Jankuhn também agachou-se e pegou um pincel que lhe foi estendido pelo assistente. Cuidadosamente, começou a remover a terra que rodeava o objeto. Finalmente, encarou Hans e perguntou:

- Este é o nível do Pleistoceno?

- Sim, Dr. Jankuhn!

- Cerca de meio milhão de anos atrás?

- Jawohl! Encontramos ossos de rinoceronte lanudo nos quadrantes ao lado.

O arqueólogo baixou o olhar novamente para o objeto semienterrado.

- Isso é extraordinário... - murmurou. - Isso é absolutamente extraordinário!

- A descoberta de uma vida! - Proclamou Hans, radiante.

* * *

Haviam marcado de tomar chá no salão da Aerated Bread Company situado na Norfolk Street. Ao chegar, a filha já encontrou o pai sentado numa das mesinhas do fundo, lendo o "Times". Ele ergueu-se, sorridente, e beijou-a em ambas as faces. Quando sentaram-se, ainda sem deixar de sorrir, ele disse:

- Eu deveria estar furioso com você.

- Eu sei - respondeu ela, num fiozinho de voz.

- Você viu a manchete do "Times" de hoje?

- Eu... ouvi na BBC, papai.

- Tempos modernos - respondeu o velho professor, chamando uma garçonete.

- Senhor? - Perguntou a atendente ao aproximar-se.

- Chá para dois, senhorita. E duas porções daqueles fantásticos pãezinhos integrais. Vocês tem manteiga?

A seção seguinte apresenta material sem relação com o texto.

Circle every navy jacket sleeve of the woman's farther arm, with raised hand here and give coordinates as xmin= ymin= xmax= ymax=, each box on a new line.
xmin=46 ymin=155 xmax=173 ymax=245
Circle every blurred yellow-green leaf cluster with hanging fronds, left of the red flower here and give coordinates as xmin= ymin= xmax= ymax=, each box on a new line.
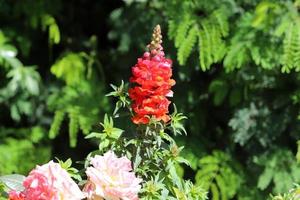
xmin=48 ymin=81 xmax=106 ymax=147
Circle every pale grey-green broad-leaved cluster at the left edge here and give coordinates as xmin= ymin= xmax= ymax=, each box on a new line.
xmin=0 ymin=32 xmax=41 ymax=121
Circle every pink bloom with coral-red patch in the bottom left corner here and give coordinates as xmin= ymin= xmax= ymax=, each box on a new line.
xmin=9 ymin=161 xmax=85 ymax=200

- Não senhor. A manteiga está racionada - respondeu a garçonete, enquanto anotava o pedido. - Mas temos margarina.

- Que seja margarina então - ponderou o professor.

E virando-se para a filha, mostrou-lhe a primeira página do jornal.

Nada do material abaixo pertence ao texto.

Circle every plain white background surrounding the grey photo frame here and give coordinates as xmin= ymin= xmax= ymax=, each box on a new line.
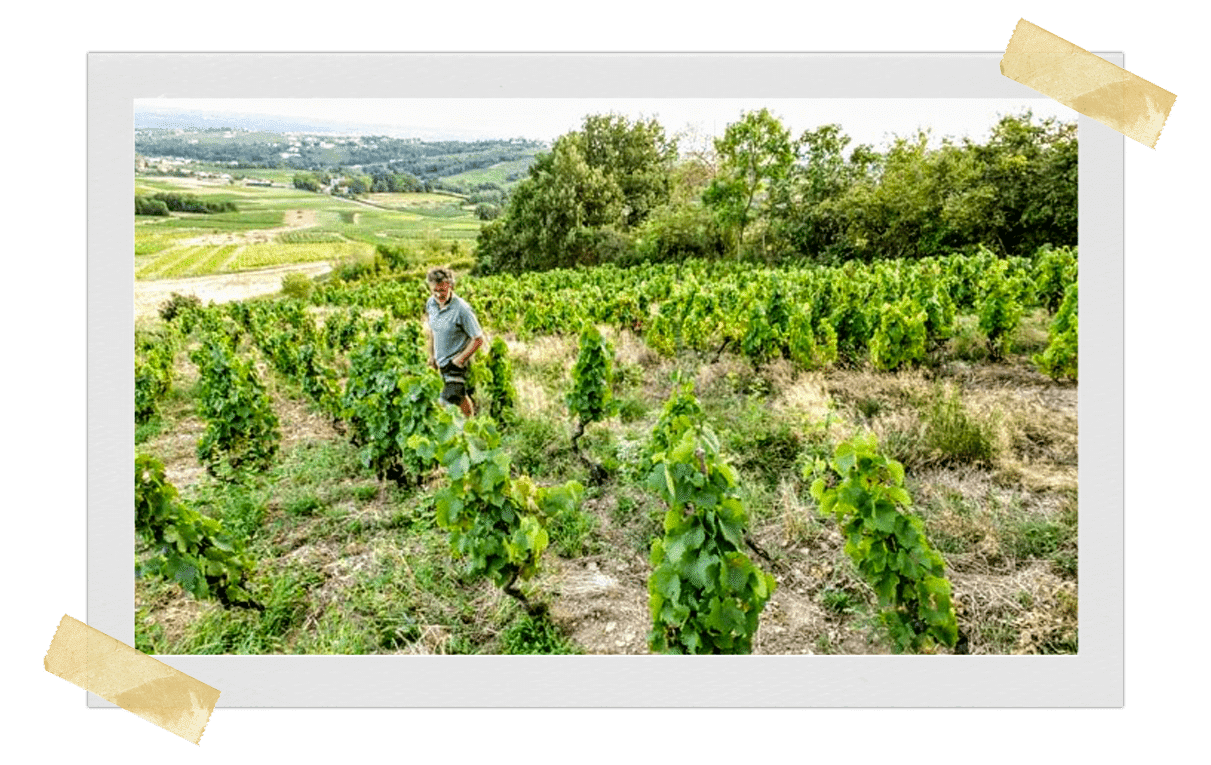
xmin=9 ymin=0 xmax=1209 ymax=763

- Satisfeita com sua traquinagem? - Indagou.

- Papai... eu não sei o que dizer. Juro - respondeu ela com expressão contrita.

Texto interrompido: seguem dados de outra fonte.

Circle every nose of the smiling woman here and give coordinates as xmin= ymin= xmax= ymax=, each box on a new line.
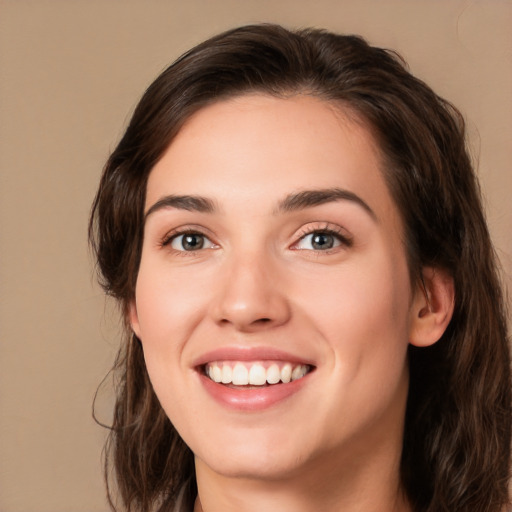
xmin=213 ymin=251 xmax=291 ymax=332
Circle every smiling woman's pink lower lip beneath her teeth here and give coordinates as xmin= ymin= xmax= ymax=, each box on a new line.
xmin=200 ymin=374 xmax=309 ymax=411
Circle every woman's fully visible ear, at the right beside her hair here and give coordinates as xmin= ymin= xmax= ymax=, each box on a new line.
xmin=409 ymin=267 xmax=455 ymax=347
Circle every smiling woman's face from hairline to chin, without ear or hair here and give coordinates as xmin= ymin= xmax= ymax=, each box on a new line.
xmin=131 ymin=95 xmax=413 ymax=479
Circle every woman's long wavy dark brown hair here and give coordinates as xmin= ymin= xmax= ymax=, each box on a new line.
xmin=90 ymin=25 xmax=511 ymax=512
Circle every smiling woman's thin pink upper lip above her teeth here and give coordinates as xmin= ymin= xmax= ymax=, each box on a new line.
xmin=193 ymin=346 xmax=315 ymax=367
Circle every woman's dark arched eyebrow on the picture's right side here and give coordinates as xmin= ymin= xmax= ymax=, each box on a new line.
xmin=276 ymin=188 xmax=377 ymax=221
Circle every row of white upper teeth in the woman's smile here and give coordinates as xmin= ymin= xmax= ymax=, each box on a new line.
xmin=206 ymin=363 xmax=308 ymax=386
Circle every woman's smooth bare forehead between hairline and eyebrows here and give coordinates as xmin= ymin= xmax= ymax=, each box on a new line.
xmin=146 ymin=94 xmax=392 ymax=220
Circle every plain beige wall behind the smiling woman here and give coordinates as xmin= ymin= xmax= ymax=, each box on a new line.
xmin=0 ymin=0 xmax=512 ymax=512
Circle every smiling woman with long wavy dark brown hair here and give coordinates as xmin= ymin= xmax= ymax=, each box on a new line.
xmin=90 ymin=25 xmax=511 ymax=512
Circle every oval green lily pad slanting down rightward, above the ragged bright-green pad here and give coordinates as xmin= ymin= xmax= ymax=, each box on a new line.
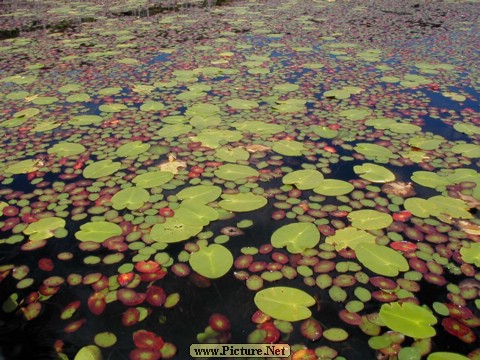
xmin=355 ymin=243 xmax=409 ymax=276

Foi então que, após dobrar cuidadosamente o jornal, o professor pôs um cotovelo na mesa e apoiando o rosto na mão, começou a rir.

- O que há de tão engraçado nisso, papai? - Perguntou ela.

Ele riu durante mais alguns instantes e quando ergueu os olhos para ela, estes estavam cheios de lágrimas.

- Sabe o que é realmente engraçado nesta história? É que nós dois sabemos que ela é verdadeira... em parte, que seja!

- Oh. - Disse ela, abrindo um sorriso.

- Mas ninguém mais... além dos nazistas, é claro... vai acreditar nisso por um minuto que seja!

Quando a atendente chegou com o pedido, pai e filha ainda estavam rindo.